Il en ressort que la procédure est régulière en la forme.
Sur le bien-fondé de la mesure de soins psychiatriques sans consentement
Le contrôle de la régularité d’une hospitalisation complète comprend notamment le contrôle du bien-fondé des décisions administratives, le juge judiciaire devant rechercher si les certificats médicaux produits sont suffisamment précis et circonstanciés au regard des conditions légales exigées pour des soins sans consentement ; cependant le juge des libertés et de la détention n’a pas à se substituer à l’autorité médicale notamment sur l’évaluation du consentement, du diagnostic ou des soins.
Les soins contraints s’imposent lorsque la personne n’a pas conscience de ses troubles et/ou n’accepte pas volontairement de suivre le traitement médical nécessaire.
Le consentement aux soins en droit de la santé, tel qu’il résulte notamment d’un avis émanant de la Haute autorité de santé s’entend d’une capacité à consentir dans la durée au traitement proposé.
En l’espèce, le certificat médical à 24 heures indique : « patient syntone évoquant de façon factuelle ses différentes hospitalisations (six en l’espace d’un an) ainsi que son appétence aux différents toxiques. Le contact est bon, il bénéficie de sorties accompagnées dans le parc. Le discours est néanmoins plaqué, peu d’insight. Une réhabilitation psycho-sociale est en cours : permissions au domicile, éventuelle reprise de son activité en boulangerie. Au vu des différentes décompensations, il est nécessaire de maintenir un cadre thérapeutique contenant d’où la nécessité d’une hospitalisation en SDTU ».
Le certificat médical à 72 heures relève “le patient est connu pour une pathologie addicitve dans un contexte de psycho trauma complexe ainsi qu’un parcours de vie abandonnique, cela en entraînant des troubles du comportement, mise en danger, distorsions cognitives. Initialement en 2025 il a été hospitalisé en SDRE. Depuis il a fait des progrès mais il reste très fragile psychologiquement en raison d’une immaturité affective, émotionnelle donc il a des difficultés de maîtrise de ses comportements, souvent il se trouve envahi par les angoisses. A ce moment il peut facilement rechuter dans ses addictions. A ce jour il se responsabilise pour travailler ses difficultés, mais son consentement et son adhésion reste fragile”.
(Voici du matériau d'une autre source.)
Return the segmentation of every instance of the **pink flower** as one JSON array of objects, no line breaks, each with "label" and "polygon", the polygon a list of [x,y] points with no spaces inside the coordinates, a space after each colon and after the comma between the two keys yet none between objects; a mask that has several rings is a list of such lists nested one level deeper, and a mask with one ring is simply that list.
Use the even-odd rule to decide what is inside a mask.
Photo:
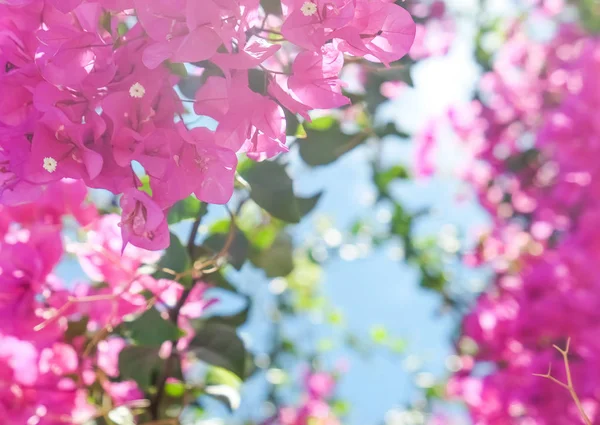
[{"label": "pink flower", "polygon": [[129,242],[158,251],[169,246],[169,228],[162,209],[144,192],[129,189],[121,198],[121,235],[125,251]]}]

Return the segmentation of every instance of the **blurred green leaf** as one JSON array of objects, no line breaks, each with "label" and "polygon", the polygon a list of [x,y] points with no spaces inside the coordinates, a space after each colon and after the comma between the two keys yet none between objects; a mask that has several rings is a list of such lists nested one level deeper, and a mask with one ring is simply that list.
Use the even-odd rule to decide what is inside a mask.
[{"label": "blurred green leaf", "polygon": [[140,181],[142,182],[142,187],[140,188],[140,190],[142,192],[147,193],[149,196],[152,196],[152,188],[150,187],[150,177],[146,176],[142,176],[140,177]]},{"label": "blurred green leaf", "polygon": [[183,382],[167,382],[165,384],[165,394],[172,398],[181,398],[185,394],[185,385]]},{"label": "blurred green leaf", "polygon": [[162,371],[164,360],[158,355],[159,347],[132,345],[119,353],[121,379],[133,379],[141,389],[152,386],[153,378]]},{"label": "blurred green leaf", "polygon": [[186,78],[188,76],[187,69],[185,65],[182,63],[176,62],[166,62],[167,68],[171,71],[172,74],[175,74],[179,77]]},{"label": "blurred green leaf", "polygon": [[202,218],[207,212],[207,204],[200,202],[195,196],[188,196],[171,207],[168,222],[175,224],[183,220]]},{"label": "blurred green leaf", "polygon": [[[158,270],[154,273],[154,277],[156,279],[173,280],[175,278],[173,272],[182,273],[189,270],[190,267],[191,261],[187,249],[181,244],[179,238],[171,233],[171,244],[158,261]],[[168,271],[164,271],[163,269]],[[181,279],[180,283],[184,286],[189,286],[192,283],[192,280],[189,276],[186,276]]]},{"label": "blurred green leaf", "polygon": [[244,379],[246,348],[235,328],[221,323],[202,323],[190,342],[189,350],[198,359]]},{"label": "blurred green leaf", "polygon": [[180,330],[171,321],[163,319],[157,309],[150,308],[123,327],[138,345],[160,347],[165,341],[175,341]]},{"label": "blurred green leaf", "polygon": [[[367,140],[368,135],[361,132],[354,135],[342,133],[340,123],[331,117],[327,119],[327,125],[315,120],[312,124],[305,125],[306,139],[298,139],[300,156],[308,165],[316,167],[327,165],[350,152]],[[332,121],[332,122],[330,122]]]},{"label": "blurred green leaf", "polygon": [[288,223],[300,222],[319,200],[320,195],[309,199],[297,198],[285,167],[275,162],[254,165],[245,172],[244,178],[252,187],[252,200],[273,217]]},{"label": "blurred green leaf", "polygon": [[263,269],[269,278],[287,276],[294,270],[293,254],[291,236],[280,232],[269,248],[252,252],[250,261],[256,267]]},{"label": "blurred green leaf", "polygon": [[242,386],[242,380],[237,375],[217,366],[208,369],[205,380],[208,385],[227,385],[231,388]]},{"label": "blurred green leaf", "polygon": [[394,165],[385,171],[373,173],[373,181],[380,195],[389,195],[389,185],[394,180],[406,180],[409,178],[408,170],[403,165]]},{"label": "blurred green leaf", "polygon": [[[213,233],[206,238],[202,245],[210,248],[215,253],[221,251],[221,249],[223,249],[227,243],[227,238],[229,237],[229,226],[231,226],[230,222],[228,222],[226,229],[222,229],[224,230],[223,233]],[[248,258],[248,246],[249,244],[246,235],[236,228],[234,231],[233,241],[231,242],[229,250],[227,251],[227,262],[236,270],[240,270],[246,262],[246,258]]]},{"label": "blurred green leaf", "polygon": [[376,325],[371,328],[371,339],[376,344],[384,344],[388,339],[388,331],[381,325]]},{"label": "blurred green leaf", "polygon": [[209,385],[205,389],[206,394],[223,402],[230,411],[237,410],[240,407],[241,396],[237,388],[229,385]]},{"label": "blurred green leaf", "polygon": [[305,129],[326,131],[333,127],[336,123],[337,120],[333,117],[333,115],[325,115],[319,118],[315,118],[311,122],[305,123],[304,126]]},{"label": "blurred green leaf", "polygon": [[65,340],[67,342],[72,342],[74,338],[85,335],[87,332],[88,322],[88,316],[84,316],[79,320],[69,321],[67,330],[65,331]]},{"label": "blurred green leaf", "polygon": [[281,16],[281,1],[280,0],[260,0],[260,5],[266,13],[271,15]]}]

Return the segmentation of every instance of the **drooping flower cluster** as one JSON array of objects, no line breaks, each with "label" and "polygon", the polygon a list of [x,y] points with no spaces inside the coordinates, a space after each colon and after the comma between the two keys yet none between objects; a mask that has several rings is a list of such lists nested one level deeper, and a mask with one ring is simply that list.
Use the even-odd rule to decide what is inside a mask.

L’avis médical motivé du 5 mai 2026 rédigé par le docteur [B] relève : « peu de projets à court terme ».
Le contenu précis et concordant des certificats médicaux est de nature à caractériser l’existence et la persistance de troubles mentaux chez Monsieur [S] [H] rendant impossible son consentement aux soins et nécessaire de garantir une surveillance médicale constante sous la forme d’une hospitalisation complète.
En conséquence, il convient de faire droit à la requête et de maintenir la mesure d’hospitalisation complète dont Monsieur [S] [H] fait l’objet.
PAR CES MOTIFS
Statuant publiquement, par décision réputée contradictoire et en premier ressort,
DÉCLARONS régulière la saisine du juge par requête du directeur de l’établissement spécialisé de [Localité 5] ;
MAINTENONS la mesure d’hospitalisation complète dont fait l’objet Monsieur [S] [H] au centre hospitalier spécialisé de [Localité 5] ;
RAPPELONS que la présente ordonnance est exécutoire par provision, sous réserve de l’appel du Ministère public, lui seul pouvant être déclaré suspensif par le premier président de la cour d’appel (référé hospitalisation) ; qu’elle est susceptible d’appel par les seules parties à l’instance (à l’exception du tiers demandeurs à l’hospitalisation) dans un délai de dix jours à compter de sa notification ; que l’appel doit être formé par déclaration motivée transmise par tous moyens au greffe de la cour d’appel de Nancy ;
LAISSONS les dépens à la charge de l’Etat.